AKIPRESS.COM - Crude prices rose Thursday, reacting to increased violence in oil-producing Iraq, the Wall Street Journal said Thursday.
Brent crude for July delivery was up 1.1% at $111.13 a barrel on ICE Futures Europe. U.S. crude-oil futures were up 0.94% at $105.37 a barrel on the New York Mercantile Exchange.
Yesterday's meeting of the Organization of the Petroleum Exporting Countries concluded as expected with confirmation of the group's 30 million barrels a day target ceiling.
"However, OPEC members (read Saudi Arabia specifically) might soon have to deal with the consequences of the spiraling conflict in Iraq," where a militant group has overrun both the northern cities of Mosul and Tikrit, JBC said.

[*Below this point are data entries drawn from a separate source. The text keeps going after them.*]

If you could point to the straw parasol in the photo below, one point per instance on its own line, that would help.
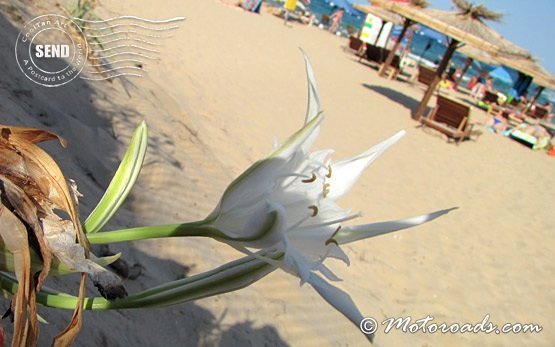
(464, 26)
(531, 67)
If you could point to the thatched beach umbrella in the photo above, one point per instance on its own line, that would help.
(530, 67)
(465, 26)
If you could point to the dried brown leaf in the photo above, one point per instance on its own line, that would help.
(14, 235)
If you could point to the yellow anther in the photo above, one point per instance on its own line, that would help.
(329, 172)
(326, 189)
(311, 179)
(314, 209)
(331, 239)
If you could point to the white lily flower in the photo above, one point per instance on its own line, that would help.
(287, 202)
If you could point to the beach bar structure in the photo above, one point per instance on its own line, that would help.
(463, 27)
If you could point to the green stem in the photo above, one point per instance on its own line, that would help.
(232, 276)
(159, 231)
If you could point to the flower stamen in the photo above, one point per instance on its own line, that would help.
(311, 179)
(314, 209)
(326, 189)
(331, 239)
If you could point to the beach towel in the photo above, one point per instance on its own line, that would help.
(533, 135)
(290, 5)
(253, 5)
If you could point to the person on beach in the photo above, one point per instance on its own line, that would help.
(253, 5)
(336, 20)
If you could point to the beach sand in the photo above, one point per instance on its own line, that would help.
(227, 83)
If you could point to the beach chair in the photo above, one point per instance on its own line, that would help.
(425, 75)
(491, 103)
(450, 118)
(355, 43)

Iraq has been ramping up production in recent months, and has a target of 4 million barrels a day by the end of 2014. Most of the country's oil production is in the south, far from the current violence.
The situation also places Iraq's semiautonomous Kurdish region, which has begun to export oil in recent weeks, at an advantage, said analyst Malcolm Graham-Wood.
"At a time when Baghdad is under threat what better way to remind the world that their oil has a pipeline export route through Turkey?" he wrote on his blog.
He also noted that "the Iraqi oil minister at the OPEC conference…said that this trouble made an agreement with the KRG 'more likely.'"
Recently the ICE's gasoil contract for June delivery was up $9.50 at $902.50 a metric ton, while Nymex gasoline for July delivery was up 310 points at $3.0318 a gallon.